The climax of the racism is a flashback to the events of Tulsa Race Massacre [wikipedia.org]. An event that I first remember hearing about a few years ago. I don’t remember being taught about it in high school, not in American History class or even in Ms. Reynolds African American Studies class. Maybe my memory fails me or maybe it says something about American racism that the trauma of an event like that is not a shared public memory, like Pearl Harbor or 9/11 or Kent State.

Another aside: this is the second work I’ve come across this year that includes reference to the Tulsa Race Massacre as a key background event for the characters. The other being HBO’s Watchmen series. So maybe in the future what happened in Tulsa will be part of the collective American psyche.

I won’t spoil the Lovecraftian aspects of the stories, only note that there is a lack of cyclopean masonry and eldritch horrors.
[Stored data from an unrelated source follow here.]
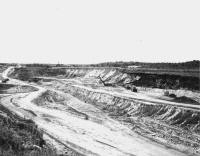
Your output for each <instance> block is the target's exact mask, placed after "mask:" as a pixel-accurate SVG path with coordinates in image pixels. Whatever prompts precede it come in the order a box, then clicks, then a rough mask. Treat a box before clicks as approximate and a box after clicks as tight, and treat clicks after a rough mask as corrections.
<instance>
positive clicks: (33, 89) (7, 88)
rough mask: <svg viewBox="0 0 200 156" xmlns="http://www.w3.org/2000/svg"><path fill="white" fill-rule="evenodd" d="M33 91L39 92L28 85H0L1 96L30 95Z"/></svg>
mask: <svg viewBox="0 0 200 156" xmlns="http://www.w3.org/2000/svg"><path fill="white" fill-rule="evenodd" d="M33 91H37V89H36V88H35V87H32V86H28V85H27V86H26V85H23V86H21V85H13V84H0V94H14V93H29V92H33Z"/></svg>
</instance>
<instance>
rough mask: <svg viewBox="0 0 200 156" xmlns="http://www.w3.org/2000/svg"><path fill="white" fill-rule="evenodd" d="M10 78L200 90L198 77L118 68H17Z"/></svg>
mask: <svg viewBox="0 0 200 156" xmlns="http://www.w3.org/2000/svg"><path fill="white" fill-rule="evenodd" d="M11 76H12V77H14V78H18V79H21V80H28V79H29V78H30V77H38V76H49V77H52V76H53V77H60V78H82V79H84V80H85V81H86V82H87V79H88V78H91V77H93V80H94V82H97V83H98V82H99V78H98V76H100V77H101V78H102V79H103V80H104V81H106V82H107V83H112V84H117V85H121V86H124V85H125V84H127V83H130V84H131V85H135V86H141V87H152V88H161V89H188V90H196V91H199V90H200V84H199V83H200V79H199V77H193V76H179V75H170V74H155V73H154V74H151V73H145V72H144V73H129V72H127V71H126V70H122V69H118V68H48V67H47V68H41V67H26V68H17V69H15V71H14V72H13V73H12V74H11Z"/></svg>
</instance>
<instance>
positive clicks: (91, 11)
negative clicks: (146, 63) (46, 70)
mask: <svg viewBox="0 0 200 156" xmlns="http://www.w3.org/2000/svg"><path fill="white" fill-rule="evenodd" d="M194 59H197V60H199V59H200V1H199V0H70V1H67V0H54V1H52V0H32V1H30V0H23V1H22V0H12V1H11V0H1V1H0V62H20V63H21V62H24V63H26V62H30V63H32V62H38V63H41V62H43V63H57V62H58V61H59V62H60V63H66V64H67V63H98V62H105V61H148V62H166V61H167V62H180V61H188V60H194Z"/></svg>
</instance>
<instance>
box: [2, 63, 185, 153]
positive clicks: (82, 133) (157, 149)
mask: <svg viewBox="0 0 200 156" xmlns="http://www.w3.org/2000/svg"><path fill="white" fill-rule="evenodd" d="M12 70H13V67H9V68H8V69H7V70H6V71H5V72H4V73H3V74H2V75H3V77H4V78H7V75H8V73H9V72H12ZM10 83H14V84H16V83H17V84H22V85H24V84H26V85H30V84H28V83H25V82H22V81H19V80H15V79H10ZM30 86H32V87H35V88H37V89H38V91H34V92H30V93H19V94H15V95H14V94H13V95H10V96H6V97H3V98H2V99H1V103H2V104H3V105H4V106H6V107H8V108H9V109H10V110H12V111H13V112H15V113H17V114H18V115H20V116H24V117H26V118H31V119H33V120H34V121H35V122H36V124H37V125H38V126H39V127H40V128H41V129H43V130H44V131H45V133H46V134H48V136H52V137H51V141H52V144H54V145H55V146H56V148H57V149H58V150H60V151H65V148H66V147H69V148H71V149H73V150H75V151H78V152H79V153H81V154H82V155H87V156H111V155H113V156H160V155H162V156H186V155H187V154H183V153H181V152H179V151H176V150H173V149H170V148H168V147H166V146H164V145H160V144H158V143H155V142H153V141H150V140H148V139H145V138H143V137H141V136H139V135H137V134H135V133H134V132H132V131H131V130H130V129H128V128H127V127H126V126H124V125H122V124H120V123H119V122H118V121H115V120H113V119H111V118H110V117H108V116H107V115H106V114H105V113H103V112H102V111H101V110H99V109H97V108H96V107H95V106H93V105H90V104H87V103H85V102H82V101H80V100H78V99H77V98H75V97H73V96H71V95H69V94H66V93H62V92H60V91H56V90H53V89H52V90H50V91H52V92H57V93H58V94H60V95H62V97H64V99H65V100H64V102H60V103H59V102H56V101H51V102H47V103H45V105H44V104H42V103H41V105H37V104H35V103H33V100H34V99H37V98H38V97H40V96H41V95H42V94H43V93H45V92H46V91H47V89H46V88H43V87H41V86H38V85H34V84H31V85H30ZM69 108H70V109H69ZM72 109H73V110H76V113H74V111H71V110H72ZM81 114H86V115H87V116H88V118H87V119H86V118H84V117H83V116H82V115H81ZM63 145H64V146H63Z"/></svg>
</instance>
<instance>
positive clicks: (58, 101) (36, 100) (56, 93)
mask: <svg viewBox="0 0 200 156" xmlns="http://www.w3.org/2000/svg"><path fill="white" fill-rule="evenodd" d="M64 100H65V98H64V97H63V96H62V95H60V94H58V93H56V92H54V91H50V90H47V91H46V92H44V93H43V94H42V95H40V96H39V97H38V98H36V99H34V100H33V103H35V104H37V105H38V106H45V105H49V104H51V103H62V102H64Z"/></svg>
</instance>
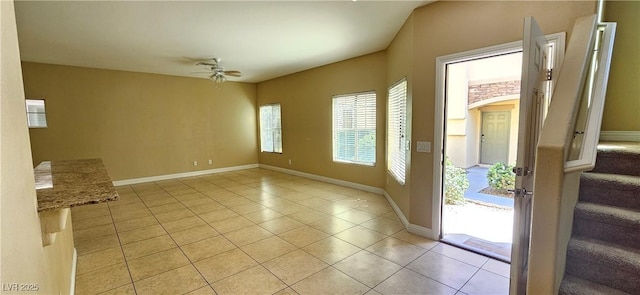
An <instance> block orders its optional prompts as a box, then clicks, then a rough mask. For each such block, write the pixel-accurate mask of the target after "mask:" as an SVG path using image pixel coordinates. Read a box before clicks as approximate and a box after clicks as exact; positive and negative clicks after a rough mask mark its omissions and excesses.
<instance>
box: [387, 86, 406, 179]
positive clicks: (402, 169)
mask: <svg viewBox="0 0 640 295" xmlns="http://www.w3.org/2000/svg"><path fill="white" fill-rule="evenodd" d="M388 108H389V109H388V111H387V116H388V120H389V122H388V125H387V128H388V130H387V157H388V170H389V173H391V175H392V176H393V177H394V178H395V179H396V180H397V181H398V182H399V183H400V184H404V183H405V170H406V169H405V167H406V166H405V159H406V150H407V149H406V143H407V138H406V136H407V134H406V132H407V80H406V79H404V78H403V79H402V80H400V81H398V82H396V83H395V84H393V85H392V86H391V87H390V88H389V104H388Z"/></svg>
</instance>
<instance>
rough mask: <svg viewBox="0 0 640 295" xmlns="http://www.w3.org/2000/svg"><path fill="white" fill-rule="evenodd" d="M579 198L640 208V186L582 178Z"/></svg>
mask: <svg viewBox="0 0 640 295" xmlns="http://www.w3.org/2000/svg"><path fill="white" fill-rule="evenodd" d="M579 200H580V202H590V203H596V204H603V205H609V206H616V207H622V208H629V209H636V210H640V187H629V186H619V185H616V184H611V183H601V182H598V183H594V182H592V181H589V180H582V181H581V184H580V197H579Z"/></svg>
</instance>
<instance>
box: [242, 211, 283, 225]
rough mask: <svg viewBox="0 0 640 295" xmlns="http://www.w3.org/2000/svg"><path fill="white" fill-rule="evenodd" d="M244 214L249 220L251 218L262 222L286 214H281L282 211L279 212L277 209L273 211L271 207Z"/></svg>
mask: <svg viewBox="0 0 640 295" xmlns="http://www.w3.org/2000/svg"><path fill="white" fill-rule="evenodd" d="M243 216H244V218H246V219H249V220H251V221H253V222H255V223H262V222H265V221H269V220H273V219H276V218H279V217H282V216H284V215H282V214H280V213H278V212H276V211H273V210H271V209H263V210H260V211H256V212H252V213H249V214H245V215H243Z"/></svg>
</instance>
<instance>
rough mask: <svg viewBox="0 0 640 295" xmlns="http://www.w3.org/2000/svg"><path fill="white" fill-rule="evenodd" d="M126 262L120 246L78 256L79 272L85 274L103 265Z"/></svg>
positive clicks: (102, 266) (114, 263) (116, 263)
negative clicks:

Lovecraft Country is more the The Colour out of Space and The Case of Charles Dexter Ward than The Call of Cthulhu or The Shadow over Innsmouth. But the real horror remains the ever present racism.

I really enjoyed Lovecraft Country, I will read it again, and I hope the upcoming HBO series is as good. I would put Lovecraft Country up there with To Kill a Mockingbird and Invisible Man [confusion.cc] in giving me some vague understanding of how racism affects people through literature.